[sql] Equals(=) vs. LIKE

When using SQL, are there any benefits of using = in a WHERE clause instead of LIKE?

Without any special operators, LIKE and = are the same, right?

This question is related to sql performance equals sql-like

The answer is


LIKE and = are different. LIKE is what you would use in a search query. It also allows wildcards like _ (simple character wildcard) and % (multi-character wildcard).

= should be used if you want exact matches and it will be faster.

This site explains LIKE


Besides the wildcards, the difference between = AND LIKE will depend on both the kind of SQL server and on the column type.

Take this example:

CREATE TABLE testtable (
  varchar_name VARCHAR(10),
  char_name CHAR(10),
  val INTEGER
);

INSERT INTO testtable(varchar_name, char_name, val)
    VALUES ('A', 'A', 10), ('B', 'B', 20);

SELECT 'VarChar Eq Without Space', val FROM testtable WHERE varchar_name='A'
UNION ALL
SELECT 'VarChar Eq With Space', val FROM testtable WHERE varchar_name='A '
UNION ALL
SELECT 'VarChar Like Without Space', val FROM testtable WHERE varchar_name LIKE 'A'
UNION ALL
SELECT 'VarChar Like Space', val FROM testtable WHERE varchar_name LIKE 'A '
UNION ALL
SELECT 'Char Eq Without Space', val FROM testtable WHERE char_name='A'
UNION ALL
SELECT 'Char Eq With Space', val FROM testtable WHERE char_name='A '
UNION ALL
SELECT 'Char Like Without Space', val FROM testtable WHERE char_name LIKE 'A'
UNION ALL
SELECT 'Char Like With Space', val FROM testtable WHERE char_name LIKE 'A '
  • Using MS SQL Server 2012, the trailing spaces will be ignored in the comparison, except with LIKE when the column type is VARCHAR.

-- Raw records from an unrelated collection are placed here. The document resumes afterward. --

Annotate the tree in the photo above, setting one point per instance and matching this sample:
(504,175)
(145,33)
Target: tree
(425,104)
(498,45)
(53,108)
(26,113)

  • Using MySQL 5.5, the trailing spaces will be ignored for =, but not for LIKE, both with CHAR and VARCHAR.

  • Using PostgreSQL 9.1, spaces are significant with both = and LIKE using VARCHAR, but not with CHAR (see documentation).

    The behaviour with LIKE also differs with CHAR.

    Using the same data as above, using an explicit CAST on the column name also makes a difference:

    SELECT 'CAST none', val FROM testtable WHERE char_name LIKE 'A'
    UNION ALL
    SELECT 'CAST both', val FROM testtable WHERE
        CAST(char_name AS CHAR) LIKE CAST('A' AS CHAR)
    UNION ALL
    SELECT 'CAST col', val FROM testtable WHERE CAST(char_name AS CHAR) LIKE 'A'
    UNION ALL
    SELECT 'CAST value', val FROM testtable WHERE char_name LIKE CAST('A' AS CHAR)
    

    This only returns rows for "CAST both" and "CAST col".


If you search for an exact match, you can use both, = and LIKE.

Using "=" is a tiny bit faster in this case (searching for an exact match) - you can check this yourself by having the same query twice in SQL Server Management Studio, once using "=", once using "LIKE", and then using the "Query" / "Include actual execution plan".

Execute the two queries and you should see your results twice, plus the two actual execution plans. In my case, they were split 50% vs. 50%, but the "=" execution plan has a smaller "estimated subtree cost" (displayed when you hover over the left-most "SELECT" box) - but again, it's really not a huge difference.

But when you start searching with wildcards in your LIKE expression, search performance will dimish. Search "LIKE Mill%" can still be quite fast - SQL Server can use an index on that column, if there is one. Searching "LIKE %expression%" is horribly slow, since the only way SQL Server can satisfy this search is by doing a full table scan. So be careful with your LIKE's !

Marc


= and LIKE is not the same;

  1. = matches the exact string
  2. LIKE matches a string that may contain wildcards (%)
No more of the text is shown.